Они бегут в бор. Я забываю испуганного королька и спешу за ними. Между стволами мелькают розовые рубашки, слышны перекликающиеся голоса…
Я хорошо знаю бор, знаю любимые места хищников. Мелкий соснячок. Я продираюсь, ломаю отсохшие, хрупкие ветки, топчу обглоданный скелет задранной галки, вспугиваю сереньких болтливых дятликов, ищу белые перышки. На вершине усохшей сосны, изъеденной червями и избитой носами дятлов, замечаю я ненавистную мне теперь фигуру ястреба. Он, кажется, дремлет под солнцем или притворился, высматривая кое-что. Я сжимаю кулаки, ищу, чем бы ударить спокойную птицу.
По лесу мечутся ребятишки, кричат что-то. Я иду на их голоса.
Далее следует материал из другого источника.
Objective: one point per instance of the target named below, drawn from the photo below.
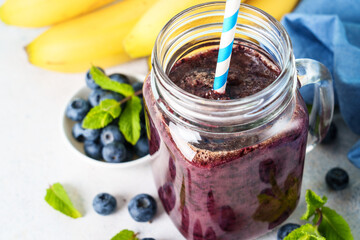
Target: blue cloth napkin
(329, 31)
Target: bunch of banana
(95, 38)
(105, 37)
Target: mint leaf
(333, 226)
(125, 235)
(313, 202)
(100, 116)
(96, 118)
(57, 197)
(129, 122)
(305, 232)
(106, 83)
(111, 106)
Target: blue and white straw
(226, 45)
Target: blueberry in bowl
(106, 145)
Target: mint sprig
(106, 83)
(313, 202)
(129, 122)
(57, 197)
(305, 232)
(100, 116)
(109, 109)
(327, 223)
(125, 235)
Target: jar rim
(238, 101)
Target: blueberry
(137, 86)
(337, 179)
(95, 96)
(77, 109)
(286, 230)
(90, 81)
(81, 134)
(111, 95)
(93, 149)
(110, 134)
(330, 135)
(141, 148)
(142, 208)
(120, 78)
(104, 204)
(115, 153)
(143, 132)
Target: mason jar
(232, 169)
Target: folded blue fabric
(329, 31)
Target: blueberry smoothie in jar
(235, 186)
(229, 166)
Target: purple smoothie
(228, 190)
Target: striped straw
(226, 45)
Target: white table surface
(34, 154)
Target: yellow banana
(39, 13)
(276, 8)
(95, 38)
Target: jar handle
(320, 114)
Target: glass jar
(231, 169)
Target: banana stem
(129, 97)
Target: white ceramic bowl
(79, 147)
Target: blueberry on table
(137, 86)
(111, 95)
(95, 96)
(141, 148)
(77, 109)
(93, 149)
(110, 134)
(286, 230)
(90, 81)
(142, 208)
(81, 134)
(330, 135)
(337, 179)
(115, 153)
(104, 204)
(120, 78)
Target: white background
(34, 153)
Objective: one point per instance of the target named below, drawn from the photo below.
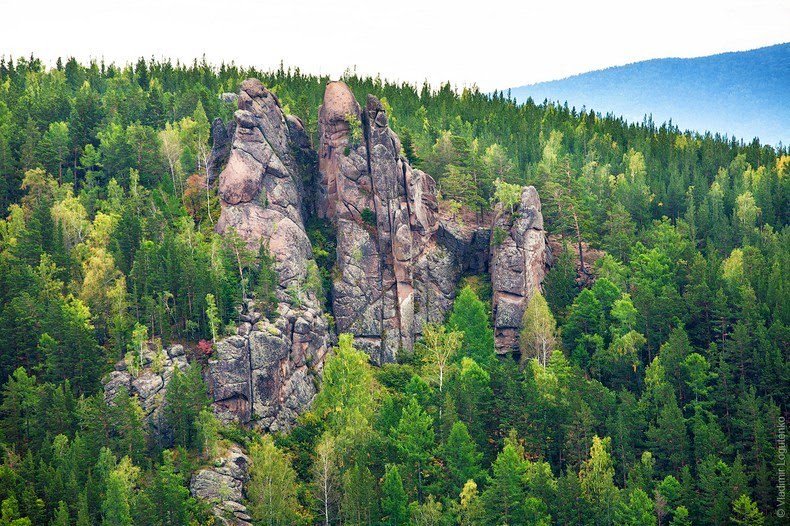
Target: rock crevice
(519, 259)
(266, 374)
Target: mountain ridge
(735, 93)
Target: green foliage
(393, 498)
(675, 349)
(470, 317)
(272, 489)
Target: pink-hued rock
(266, 375)
(518, 266)
(393, 274)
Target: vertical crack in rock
(518, 266)
(264, 376)
(394, 273)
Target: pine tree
(470, 317)
(415, 438)
(61, 515)
(745, 512)
(393, 498)
(505, 498)
(273, 487)
(462, 460)
(597, 481)
(538, 330)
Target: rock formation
(398, 261)
(222, 486)
(267, 373)
(519, 258)
(149, 384)
(222, 136)
(393, 274)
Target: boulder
(393, 272)
(222, 486)
(519, 258)
(266, 374)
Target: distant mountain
(745, 94)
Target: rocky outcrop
(222, 486)
(266, 374)
(519, 259)
(148, 383)
(392, 273)
(222, 136)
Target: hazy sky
(494, 44)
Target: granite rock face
(148, 384)
(266, 374)
(222, 486)
(394, 273)
(519, 258)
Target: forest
(652, 383)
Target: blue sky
(493, 44)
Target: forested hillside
(651, 383)
(742, 93)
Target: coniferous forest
(653, 378)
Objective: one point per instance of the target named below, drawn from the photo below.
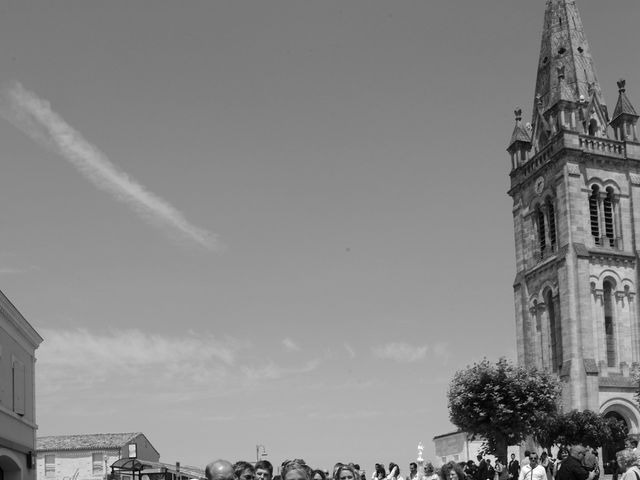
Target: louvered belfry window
(608, 324)
(542, 239)
(552, 224)
(608, 217)
(593, 214)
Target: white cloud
(350, 350)
(74, 361)
(16, 270)
(272, 371)
(290, 345)
(401, 352)
(36, 119)
(355, 415)
(127, 367)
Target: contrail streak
(35, 118)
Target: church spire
(564, 48)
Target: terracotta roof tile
(93, 441)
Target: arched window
(542, 238)
(555, 331)
(594, 216)
(608, 323)
(552, 224)
(609, 229)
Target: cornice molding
(15, 318)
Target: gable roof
(94, 441)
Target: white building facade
(18, 342)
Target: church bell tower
(575, 184)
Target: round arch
(626, 409)
(620, 409)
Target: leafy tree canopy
(580, 427)
(501, 402)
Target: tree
(501, 402)
(580, 427)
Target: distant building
(575, 185)
(461, 447)
(89, 457)
(18, 342)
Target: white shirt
(539, 473)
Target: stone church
(575, 184)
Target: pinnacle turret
(624, 116)
(565, 66)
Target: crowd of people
(572, 463)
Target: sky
(279, 223)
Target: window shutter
(18, 387)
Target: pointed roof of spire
(565, 67)
(520, 131)
(624, 106)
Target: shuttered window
(18, 387)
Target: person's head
(563, 453)
(626, 458)
(578, 451)
(264, 470)
(244, 470)
(295, 470)
(347, 472)
(219, 470)
(318, 475)
(428, 469)
(452, 471)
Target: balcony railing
(602, 145)
(614, 243)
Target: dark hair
(319, 472)
(265, 465)
(240, 466)
(297, 465)
(446, 469)
(347, 467)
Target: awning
(130, 465)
– Здесь! Здесь!.. Во-он… полетел… Да вон там!..
Все столпились на небольшой полянке, что-то рассматривают, трогают…
Да, здесь был он и спокойно доканчивал королька. На сухой хвое нежные белые пушинки шевелились под ветерком. Мишка держал в руке уцелевшее снежное крылышко.
– Эва, как обработал-то…
Я взял крылышко и молчал.
– Вон он… во-он!.. – крикнул кто-то.
Мы все подняли головы.
Над вершинами, высоко в синеве, плавно кружился ястреб, звучно выкрикивая переливчатое «пы-ырррль… пы-ыр-р-р-ллль»… Был ли это он, не знаю. Но теперь для меня все они стали равны.
– Эх, ружье бы!.. Цопнул бы я его! – сказал Мишка.
Я взглянул на Мишку. Его загорелое лицо с сжатыми оскаленными зубами изображало непреклонную волю.
– Что, жалко? – спросил я, пряча в карман белое крылышко.
– У них он тоже одного схватал намедни… – сказал один из ребят.